Lundi 2 janvier, la Banque centrale marocaine a annoncé avoir accordé des agréments pour la création de cinq banques islamiques dans le pays dites « banques participatives ». Le royaume chérifien est le dernier pays à majorité musulmane à s’ouvrir à la finance islamique.

Le terme « finance islamique » désigne l’ensemble des transactions et produits financiers conformes aux principes de la charia. Elle suppose donc l’interdiction de l’intérêt, de la spéculation et des investissements dans des secteurs considérés comme illicites (alcool, tabac, paris sportifs).

 

Qu’est-ce que la finance islamique va apporter au pays ?

D’après la société américaine de notation financière Standard & Poor’s, citée par Usine Nouvelle, la finance islamique pourrait représenter entre 10 et 20 % du système bancaire du Maroc. Une enquête réalisée par Reuters estime même que 43% des Marocains seraient prêts à ouvrir des comptes dans des établissements islamiques quand bien même les produits financiers halal seraient plus chers que les traditionnels services bancaires.

Pour autant, l’arrivée de la finance islamique dans le pays pourrait ne pas faire autant de remous que prévu : Ali Alami Idrissi, directeur associé du cabinet de consulting Optima Finance, estime que le secteur non bancaire (principalement rural et informel) restera hors des circuits bancaires. Par contre, les encours au financement pourraient augmenter : « Certaines entreprises déposaient déjà leurs liquidités auprès des banques conventionnelles, mais, par refus du prêt à intérêts, elles ne recouraient pas au financement bancaire. »

 

Les premières réalisations attendues courant 2017

La législation marocaine a été modifiée pour que le Conseil supérieur des oulémas, instance officielle qui vise à appuyer la politique religieuse musulmane du Maroc, puisse accueillir un « Comité charia pour la finance participative ». Il pourra dès lors émettre des fatwas à l’encontre des produits de cette finance participative qu’il ne considérera pas conformes aux préceptes de l’islam.
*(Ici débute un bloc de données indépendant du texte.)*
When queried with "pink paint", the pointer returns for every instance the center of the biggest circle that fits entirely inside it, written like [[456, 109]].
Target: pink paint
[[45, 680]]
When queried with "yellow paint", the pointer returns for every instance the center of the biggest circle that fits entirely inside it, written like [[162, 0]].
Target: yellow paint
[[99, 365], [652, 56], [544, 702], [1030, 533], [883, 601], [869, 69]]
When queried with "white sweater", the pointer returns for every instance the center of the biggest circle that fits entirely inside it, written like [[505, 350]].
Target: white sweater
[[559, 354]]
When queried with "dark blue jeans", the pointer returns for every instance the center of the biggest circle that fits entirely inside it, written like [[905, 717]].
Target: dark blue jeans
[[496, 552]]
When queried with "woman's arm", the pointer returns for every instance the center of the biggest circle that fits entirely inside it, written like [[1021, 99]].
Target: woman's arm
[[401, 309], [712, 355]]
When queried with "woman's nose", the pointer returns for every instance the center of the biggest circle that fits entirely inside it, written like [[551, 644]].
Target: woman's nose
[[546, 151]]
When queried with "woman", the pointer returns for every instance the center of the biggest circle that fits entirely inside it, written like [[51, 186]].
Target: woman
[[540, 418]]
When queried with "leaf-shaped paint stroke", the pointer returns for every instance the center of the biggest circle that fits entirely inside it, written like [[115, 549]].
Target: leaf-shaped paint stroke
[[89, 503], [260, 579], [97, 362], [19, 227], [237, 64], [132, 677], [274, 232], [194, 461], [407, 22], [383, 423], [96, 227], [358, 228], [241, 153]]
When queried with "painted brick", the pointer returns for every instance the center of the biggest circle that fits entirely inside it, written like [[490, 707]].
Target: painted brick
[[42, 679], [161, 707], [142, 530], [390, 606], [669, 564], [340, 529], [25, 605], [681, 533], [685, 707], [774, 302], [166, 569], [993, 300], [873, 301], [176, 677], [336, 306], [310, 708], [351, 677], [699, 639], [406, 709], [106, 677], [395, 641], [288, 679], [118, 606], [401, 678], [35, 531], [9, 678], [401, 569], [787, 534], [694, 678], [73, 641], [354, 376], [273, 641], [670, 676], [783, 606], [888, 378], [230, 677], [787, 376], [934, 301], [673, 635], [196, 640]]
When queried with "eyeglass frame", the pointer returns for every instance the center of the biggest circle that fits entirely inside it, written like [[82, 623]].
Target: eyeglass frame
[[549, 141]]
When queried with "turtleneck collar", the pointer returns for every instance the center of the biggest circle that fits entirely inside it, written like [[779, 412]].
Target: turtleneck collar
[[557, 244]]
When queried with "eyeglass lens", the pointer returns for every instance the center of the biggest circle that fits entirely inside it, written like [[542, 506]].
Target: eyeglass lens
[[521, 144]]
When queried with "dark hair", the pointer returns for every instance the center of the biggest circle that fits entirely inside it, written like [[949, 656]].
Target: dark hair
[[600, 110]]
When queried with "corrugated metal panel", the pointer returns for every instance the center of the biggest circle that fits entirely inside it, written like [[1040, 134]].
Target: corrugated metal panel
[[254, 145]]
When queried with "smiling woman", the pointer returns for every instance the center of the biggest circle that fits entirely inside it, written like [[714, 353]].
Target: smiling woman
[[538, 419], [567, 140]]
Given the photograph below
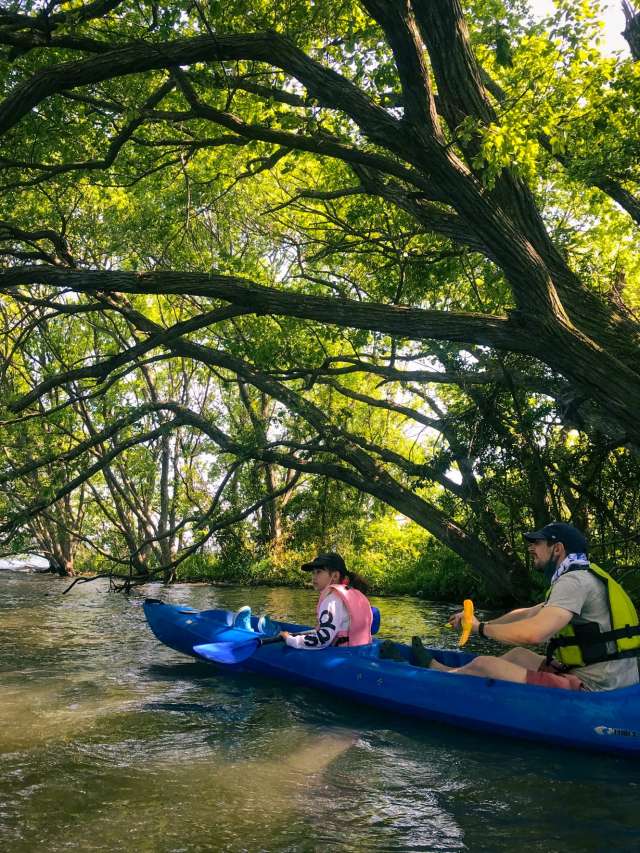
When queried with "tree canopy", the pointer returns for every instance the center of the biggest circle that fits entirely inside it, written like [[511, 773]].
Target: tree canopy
[[250, 249]]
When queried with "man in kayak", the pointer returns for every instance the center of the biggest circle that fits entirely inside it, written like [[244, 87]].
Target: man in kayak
[[344, 612], [585, 650]]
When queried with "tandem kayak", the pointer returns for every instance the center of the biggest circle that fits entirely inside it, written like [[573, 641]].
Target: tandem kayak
[[607, 721]]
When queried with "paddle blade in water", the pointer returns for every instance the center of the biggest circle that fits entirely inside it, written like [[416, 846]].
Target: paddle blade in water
[[227, 652], [467, 621]]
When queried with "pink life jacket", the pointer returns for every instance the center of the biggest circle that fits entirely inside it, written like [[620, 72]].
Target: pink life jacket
[[360, 615]]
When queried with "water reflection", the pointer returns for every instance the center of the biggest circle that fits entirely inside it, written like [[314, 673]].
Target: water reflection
[[111, 741]]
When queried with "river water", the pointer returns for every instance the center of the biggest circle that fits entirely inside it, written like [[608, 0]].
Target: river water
[[110, 741]]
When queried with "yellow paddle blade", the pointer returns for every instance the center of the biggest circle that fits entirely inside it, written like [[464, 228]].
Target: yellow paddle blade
[[467, 621]]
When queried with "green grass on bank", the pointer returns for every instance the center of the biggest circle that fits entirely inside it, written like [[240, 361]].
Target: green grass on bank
[[435, 574]]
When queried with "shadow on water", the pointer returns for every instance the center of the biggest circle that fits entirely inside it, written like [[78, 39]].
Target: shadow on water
[[113, 742]]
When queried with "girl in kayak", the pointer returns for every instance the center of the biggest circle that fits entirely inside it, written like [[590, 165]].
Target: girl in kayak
[[344, 612]]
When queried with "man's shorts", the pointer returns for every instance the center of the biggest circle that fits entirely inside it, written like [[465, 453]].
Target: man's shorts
[[550, 676]]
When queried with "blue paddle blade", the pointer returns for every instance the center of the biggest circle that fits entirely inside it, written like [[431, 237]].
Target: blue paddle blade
[[227, 652]]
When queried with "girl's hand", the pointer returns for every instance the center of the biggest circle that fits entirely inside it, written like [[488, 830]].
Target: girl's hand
[[455, 619]]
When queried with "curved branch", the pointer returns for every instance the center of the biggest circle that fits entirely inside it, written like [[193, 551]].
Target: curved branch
[[407, 323]]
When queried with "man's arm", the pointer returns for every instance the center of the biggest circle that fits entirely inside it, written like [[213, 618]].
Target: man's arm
[[537, 629], [517, 615]]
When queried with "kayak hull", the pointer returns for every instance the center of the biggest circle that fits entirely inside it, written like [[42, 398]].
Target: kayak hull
[[606, 721]]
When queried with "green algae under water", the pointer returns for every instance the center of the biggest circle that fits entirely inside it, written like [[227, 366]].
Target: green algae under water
[[110, 741]]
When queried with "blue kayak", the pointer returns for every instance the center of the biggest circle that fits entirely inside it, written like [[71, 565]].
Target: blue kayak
[[607, 721]]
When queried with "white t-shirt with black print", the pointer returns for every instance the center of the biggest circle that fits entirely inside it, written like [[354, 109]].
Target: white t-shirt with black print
[[334, 617]]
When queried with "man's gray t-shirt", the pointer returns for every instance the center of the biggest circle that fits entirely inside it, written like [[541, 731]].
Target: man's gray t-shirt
[[585, 596]]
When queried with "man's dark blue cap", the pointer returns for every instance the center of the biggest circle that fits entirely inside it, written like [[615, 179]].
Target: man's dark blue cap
[[559, 531], [331, 561]]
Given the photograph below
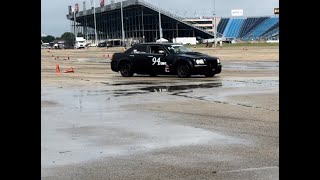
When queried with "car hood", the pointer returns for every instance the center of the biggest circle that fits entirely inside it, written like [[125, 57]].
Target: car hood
[[197, 55]]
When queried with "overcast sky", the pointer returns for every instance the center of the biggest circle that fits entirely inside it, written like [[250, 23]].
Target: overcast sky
[[54, 21]]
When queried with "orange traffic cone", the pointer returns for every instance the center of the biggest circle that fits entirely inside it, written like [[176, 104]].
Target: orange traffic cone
[[57, 69], [70, 70]]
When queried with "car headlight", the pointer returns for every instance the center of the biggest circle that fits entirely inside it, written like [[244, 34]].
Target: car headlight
[[199, 61]]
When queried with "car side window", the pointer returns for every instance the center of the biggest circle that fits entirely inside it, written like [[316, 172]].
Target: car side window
[[139, 49], [156, 49]]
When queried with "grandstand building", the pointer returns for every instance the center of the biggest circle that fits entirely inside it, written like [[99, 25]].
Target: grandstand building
[[141, 24], [203, 22]]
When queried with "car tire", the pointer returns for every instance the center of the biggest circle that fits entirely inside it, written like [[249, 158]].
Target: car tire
[[183, 70], [210, 74], [126, 69]]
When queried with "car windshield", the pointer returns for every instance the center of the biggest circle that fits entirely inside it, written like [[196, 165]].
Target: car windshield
[[178, 49]]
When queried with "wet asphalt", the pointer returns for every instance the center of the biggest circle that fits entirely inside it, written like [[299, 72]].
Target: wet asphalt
[[163, 127]]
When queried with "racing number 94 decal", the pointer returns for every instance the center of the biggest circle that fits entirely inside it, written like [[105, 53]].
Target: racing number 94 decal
[[157, 61]]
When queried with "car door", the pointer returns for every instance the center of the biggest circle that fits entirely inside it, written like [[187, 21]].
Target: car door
[[139, 57], [157, 59]]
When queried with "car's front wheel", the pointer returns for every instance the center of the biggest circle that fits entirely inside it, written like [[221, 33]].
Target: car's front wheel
[[210, 74], [126, 69], [183, 70]]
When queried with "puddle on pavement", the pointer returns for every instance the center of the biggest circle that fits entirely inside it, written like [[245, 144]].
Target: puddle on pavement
[[180, 87], [253, 66], [132, 83]]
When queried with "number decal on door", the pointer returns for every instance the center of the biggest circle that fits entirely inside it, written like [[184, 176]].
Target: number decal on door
[[155, 61]]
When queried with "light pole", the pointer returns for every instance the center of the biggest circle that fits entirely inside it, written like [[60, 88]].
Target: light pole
[[95, 23], [214, 23], [160, 28], [122, 23]]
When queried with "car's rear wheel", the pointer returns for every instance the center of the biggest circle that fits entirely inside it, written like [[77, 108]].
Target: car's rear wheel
[[183, 70], [126, 69], [210, 74]]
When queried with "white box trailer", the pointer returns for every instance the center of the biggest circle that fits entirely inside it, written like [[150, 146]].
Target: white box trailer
[[185, 40], [80, 43]]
La création de ces banques islamiques était une promesse de campagne du Parti de la justice (PJD) au gouvernement depuis janvier 2012. Pourtant c’est le roi qui a les clefs en main, nommant le gouverneur de la Banque centrale qui aura pour rôle de marquer la séparation entre les affaires et la religion.

La Vie Eco estime que l’adoption de la finance islamique par le Maroc devrait entraîner la création de 150 à 200 agences dans le pays. Si la date de lancement de ces banques halal dans le royaume n’a pas été communiquée, le Maroc devrait émettre ses premiers titres financiers islamiques, dits sukuks, avant mi-2017.